Her father, a well-established business figure, is known for his diverse investments,
most notably a $150 million ethanol plant in Uganda.

This plant, the largest of its kind in East Africa, is a key part of Oswal’s broader strategy
to invest in industrial and eco-friendly solutions in the region. The facility produces extra-neutral alcohol (ENA), which is used in the beverage, cosmetics, and pharmaceutical industries.

It is recognised for its modern technology and sustainable practices, such as zero liquid
discharge, emphasising the Oswal family’s commitment to both industrial growth and
environmental responsibility.

In addition to the ethanol plant, Pankaj Oswal has made strategic investments across
various industries, including petrochemicals, agriculture, and real estate.
His ventures reflect a global reach, extending to Australia and India, where he has
been involved in industries ranging from agriculture to renewable energy.

His diversified business approach and commitment to sustainability have made him a prominent figure in international business.
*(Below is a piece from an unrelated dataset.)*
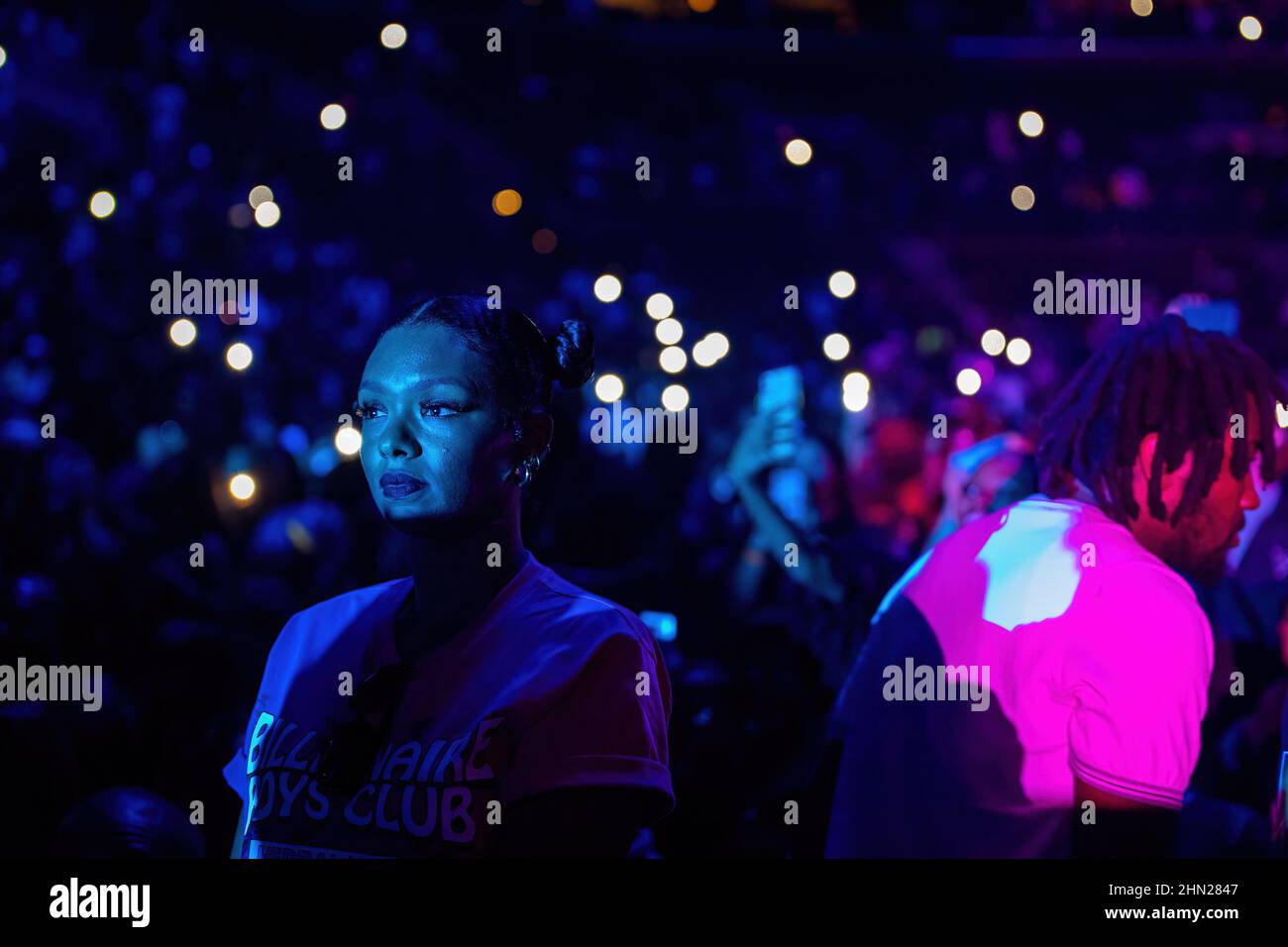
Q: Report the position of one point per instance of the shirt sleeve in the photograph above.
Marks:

However, in October 2024, the family’s legacy was overshadowed by the legal troubles surrounding Vasundhara Oswal.

She was detained on October 1, 2024, after being accused of involvement in the
alleged murder of Mukesh Menaria, a former employee who had worked with the
Oswals since 2017.

Menaria had accused the family of harassment but later testified under oath that they
had not harmed him Despite this, charges of kidnapping and murder were brought against Vasundhara.

Her family has strongly denied these allegations, claiming that the charges are
politically motivated and part of a larger conspiracy orchestrated by their business rivals
in collaboration with corrupt officials in Uganda.

The Oswals have appealed to the United Nations, seeking intervention and asserting
that the legal proceedings against Vasundhara are unlawful. Vasundhara has actively managed the family business throughout her career, especially the ethanol plant, and led the company’s sustainable initiatives.

Beyond her business involvement, she has also been an advocate for community
welfare and mental health, further cementing the Oswal family’s reputation for corporate
social responsibility.

The unfolding legal drama has raised important questions about the intersection of
business, politics, and the legal systems in Uganda.

While the Oswal family’s ventures reflect a blend of industrial innovation and social
responsibility, the legal challenges Vasundhara faces have cast a shadow over their
business empire, highlighting the complex dynamics at play in East Africa.